I am trying to understand the logic behind chi-squared test.
The Chi-squared test is $\chi ^2 = \sum \frac{(obs-exp)^2}{exp}$. $\chi ^2$ is then compared to a Chi-squared distribution to find out a p.value in order to reject or not the null hypothesis. $H_0$: the observations come from the distribution we used to created our expected values. For example, we could test if the probability of obtaining head
is given by $p$ as we expect. So we flip 100 times and find $n_H$ Heads
and $1-n_H$ tails
. We want to compare our finding to what is expected ($100 \cdot p$). We could as well use a binomial distribution but it is not the point of the question… The question is:
Can you please explain why, under the null hypothesis, $\sum \frac{(obs-exp)^2}{exp}$ follows a chi-squared distribution?
All I know about the Chi-squared distribution is that the chi-squared distribution of degree $k$ is the sum of $k$ squared standard normal distribution.
Best Answer
Nevertheless, it is our starting point even for your actual question. I'll cover it somewhat informally.
Let's consider with the binomial case more generally:
$Y\sim \text{Bin}(n,p)$
Assume $n$ and $p$ are such that $Y$ is well approximated by a normal with the same mean and variance (some typical requirements are that $\min(np,n(1-p))$ is not small, or that $np(1-p)$ is not small).
Then $(Y-E(Y))^2/\text{Var}(Y)$ will be approximately $\sim\chi^2_1$. Here $Y$ is the number of successes.
We have $E(Y) = np$ and $\text{Var}(Y)=np(1-p)$.
(In the testing case, $n$ is known and $p$ is specified under $H_0$. We don't do any estimation.)
So if $H_0$ is true $(Y-np)^2/np(1-p)$ will be approximately $\sim\chi^2_1$.

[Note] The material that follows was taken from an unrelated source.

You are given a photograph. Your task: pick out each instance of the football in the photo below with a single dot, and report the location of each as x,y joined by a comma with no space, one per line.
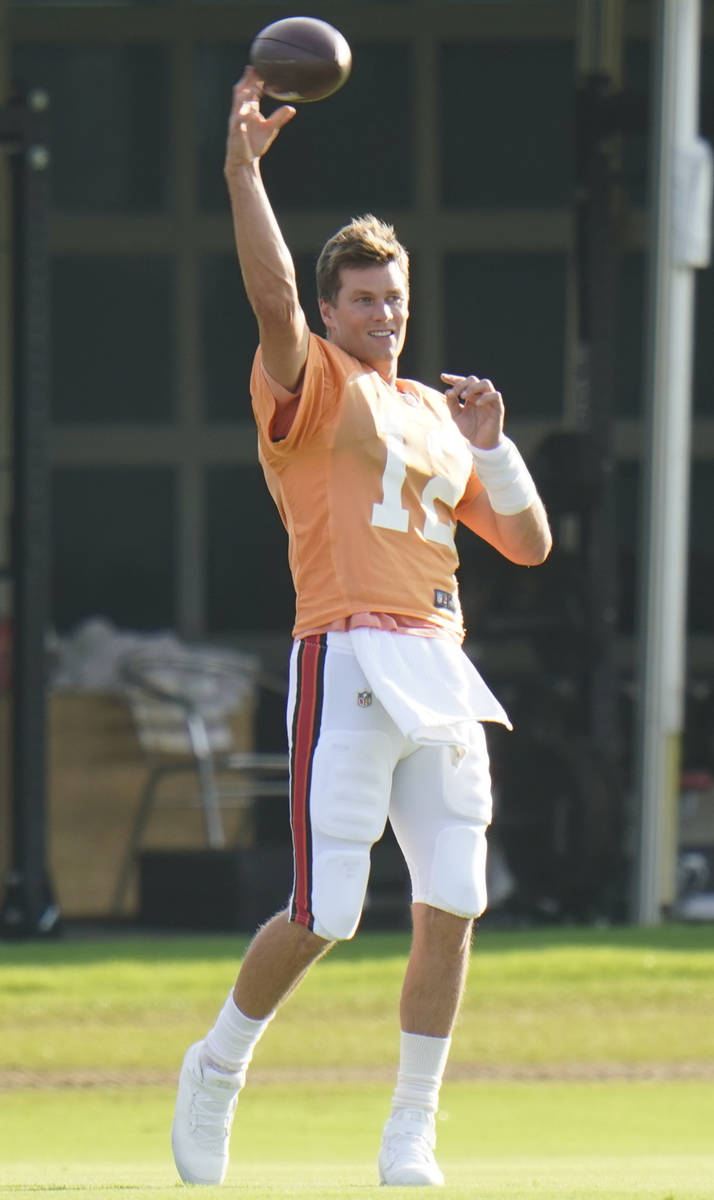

Note that $(Y-np)^2 = [(n-Y)-n(1-p)]^2$. Also note that $\frac{1}{p} + \frac{1}{1-p} = \frac{1}{p(1-p)}$.
Hence $\frac{(Y-np)^2}{np(1-p)} = \frac{(Y-np)^2}{np}+\frac{(Y-np)^2}{n(1-p)}\\ \quad= \frac{(Y-np)^2}{np}+\frac{[(n-Y)-n(1-p)]^2}{n(1-p)} \\ \quad= \frac{(O_S-E_S)^2}{E_S}+\frac{(O_F-E_F)^2}{E_F}$
Which is just the chi-square statistic for the binomial case.
So in that case the chi-square statistic should have the distribution of the square of an (approximately) standard-normal random variable.